World Congress of Families

President: Allan C. Carlson

Headquarters: Rockford, Ill.

The World Congress of Families (WCF) was founded in 1997 by Allan Carlson as a project of The Howard Center for Family, Religion & Society, which has consultative status at the UN. Carlson, a longtime conservative activist who was appointed in 1988 by President Ronald Reagan to the National Commission on Children, blames feminism and socialism for what he sees as the “decline” of the family. A scholarly book, Globalizing Family Values, described his WCF project as “the first sustained attempt by [Christian Right groups in] the UN to construct a permanent, global, interfaith institution.”

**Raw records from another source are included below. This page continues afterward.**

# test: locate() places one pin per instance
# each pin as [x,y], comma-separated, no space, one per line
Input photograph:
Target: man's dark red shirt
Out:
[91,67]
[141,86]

The WCF functions as a hub where American religious-right activists are able to work easily across denominational lines. From the very beginning, the group included Jewish and Muslim anti-gay activists in addition to Christian ones.

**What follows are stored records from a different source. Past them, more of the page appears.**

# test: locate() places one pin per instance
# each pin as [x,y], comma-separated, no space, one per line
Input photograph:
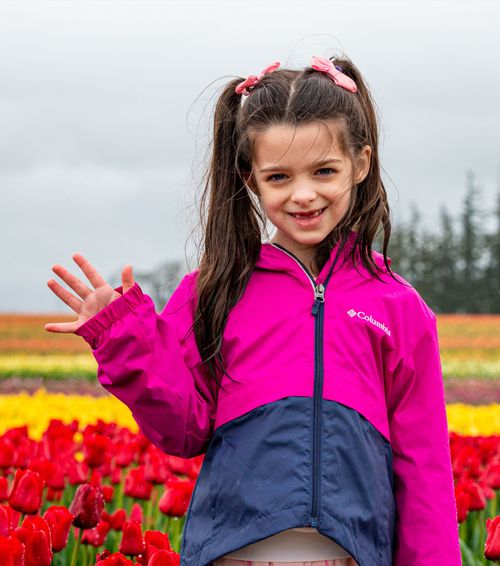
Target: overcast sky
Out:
[105,115]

The WCF is best known for its biannual world conferences, where speakers and sponsors have comprised a “Who’s Who” of the American religious right, including representatives of particularly hard-line groups like the American Family Association, Americans for Truth About Homosexuality, Concerned Women for America and the Family Research Council. In the 2012 conference in Madrid, Spain, WCF’s co-conveners were the Alliance Defending Freedom (see above), the Catholic Family & Human Rights Institute (above), and Focus on the Family. In 2010, Sharon Slater of Family Watch International (above) boasted from the podium about her group’s alleged role in helping to stop the UN from signing on to HIV guidelines that included a call for ending the criminalization of gay sex.

Slater was merely echoing rhetoric common at the conferences, where many speakers have supported such criminalization. And the WCF itself has weighed in, too. A speech on its website calls for rolling back decriminalization measures and describes other gay rights laws as “pernicious and ominous developments.” In an
April 2009 newsletter, the WCF lauded the government of Uganda’s efforts to pass its infamous “kill the gays” bill, saying that the country’s “stand against homosexuality has been condemned by international groups seeking to advance the homosexual agenda” but that Uganda “will not bow to foreign pressure.” The newsletter linked to a WCF press release saying that the group was “dismayed” by the U.S. decision to support UN decriminalization efforts that it described as “not needed.”

The WCF doesn’t limit itself to opposing decriminalization. This year, it fired off a “leadership letter” protesting the support that officials at the U.S. embassy in the Czech Republic gave to an LGBT pride parade in Prague. “We cannot imagine a worse form of cultural imperialism,” the letter said, “than Washington trying to force approval of the ‘gay’ agenda on societies with traditional values.”

These profiles rely heavily on materials from People for the American Way’s Right Wing Watch and Political Research Associates of Somerville, Mass.